When trying to discover (auto)biographical elements about the artists through their work, it is important to understand that there are signs of their identities that are included but that they are also aware of the medium they are working in. Also, viewers need to be aware of the limits in our ability to reach any kind of truth. Though we are intrigued by the possibility of discovering one, fiction allows us to move beyond the image in front of us to make further discoveries in our imagination.
Conclusion
Over the course of this essay, I have tried to uncover biographical information about the artists through their representations of their personal interior spaces. By viewing the chosen pieces from multiple different perspectives, I have gained a deeper understanding of the artists and their relationships to their spaces but I also accept the fact that my attempt at narrativizing the works has forced me to incorporate an element of fictionalization (Worthington 7). Therefore, any interpretation I have made about the artworks featured in Small Homes is potentially inaccurate because it results from my personal meaning-making process. This, however, is not a problem because autofiction, which all Small Homes artists have in some way engaged with, is not about literal, but emotional truth (Dix 107).
Works Cited
Brown, Julia Prewitt. The Bourgeois Interior. Charlottesville: U of Virginia P, 2008.

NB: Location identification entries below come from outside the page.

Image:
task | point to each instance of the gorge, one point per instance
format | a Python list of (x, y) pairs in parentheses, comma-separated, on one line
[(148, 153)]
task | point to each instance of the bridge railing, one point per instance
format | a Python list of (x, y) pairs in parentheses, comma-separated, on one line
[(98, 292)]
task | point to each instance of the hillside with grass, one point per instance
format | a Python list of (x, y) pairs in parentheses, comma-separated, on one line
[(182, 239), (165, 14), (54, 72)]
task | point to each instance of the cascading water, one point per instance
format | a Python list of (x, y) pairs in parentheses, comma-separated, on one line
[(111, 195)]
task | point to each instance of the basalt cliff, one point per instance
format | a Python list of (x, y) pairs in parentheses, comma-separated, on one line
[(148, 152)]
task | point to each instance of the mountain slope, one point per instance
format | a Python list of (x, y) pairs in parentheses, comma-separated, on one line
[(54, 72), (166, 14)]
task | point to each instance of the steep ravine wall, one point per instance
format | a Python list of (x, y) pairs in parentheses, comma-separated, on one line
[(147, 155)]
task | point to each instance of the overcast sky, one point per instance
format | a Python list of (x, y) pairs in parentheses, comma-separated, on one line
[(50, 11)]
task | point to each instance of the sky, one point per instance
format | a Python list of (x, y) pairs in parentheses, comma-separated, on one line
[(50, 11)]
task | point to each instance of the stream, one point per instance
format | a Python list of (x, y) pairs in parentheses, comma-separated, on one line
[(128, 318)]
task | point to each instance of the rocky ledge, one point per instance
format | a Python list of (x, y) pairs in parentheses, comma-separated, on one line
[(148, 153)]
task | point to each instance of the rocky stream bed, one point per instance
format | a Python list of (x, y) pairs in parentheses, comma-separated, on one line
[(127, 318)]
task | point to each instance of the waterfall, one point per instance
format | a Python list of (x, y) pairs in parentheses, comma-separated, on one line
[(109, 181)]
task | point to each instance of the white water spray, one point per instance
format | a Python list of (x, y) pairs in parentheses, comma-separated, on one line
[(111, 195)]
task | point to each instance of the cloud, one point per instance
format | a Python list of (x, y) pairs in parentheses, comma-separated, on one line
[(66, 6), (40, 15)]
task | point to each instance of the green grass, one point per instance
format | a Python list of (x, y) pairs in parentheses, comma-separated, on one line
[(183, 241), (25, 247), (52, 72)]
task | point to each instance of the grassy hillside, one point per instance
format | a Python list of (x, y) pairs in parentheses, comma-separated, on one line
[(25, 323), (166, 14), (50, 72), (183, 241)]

Dix, Hywel. Autofiction in English. Cham: Springer International, 2018.
Edmonds, Ernest et al. Museums and Digital Culture: New Perspectives and Research. Cham: Springer International, 2019.
Gilman, Charlotte Perkins. “The Yellow Wallpaper.” 1892.
Glasner, Barbara and Petra Schmidt. Chroma Design, Architecture & Art in Color. Basel: Birkhäuser, 2010.
Jordan, Shirley and Sue Harris. “Performance in Sophie Calle’s Prenez soin de vous.” French Cultural Studies 24.3 (2013): 249–263.
Lupkin, Paula and Penny Sparke. Shaping the American Interior: Structures, Contexts and Practices. New York: Routledge, 2018.
Saverino, Rosa et al. “Word and Image Relations in the Autobiographical Narratives of Roland Barthes and Sophie Calle.” ProQuest Dissertations, 2015.
Titmarsh, Mark. Expanded Painting: Ontological Aesthetics and the Essence of Colour. London: Bloomsbury Academic, 2017.
Tolstoy, Leo. The Journal of Leo Tolstoy (First Volume, 1895-1899). Project Gutenberg.
Worthington, Marjorie. The Story of “Me”: Contemporary American Autofiction. Lincoln: U of Nebraska P, 2018.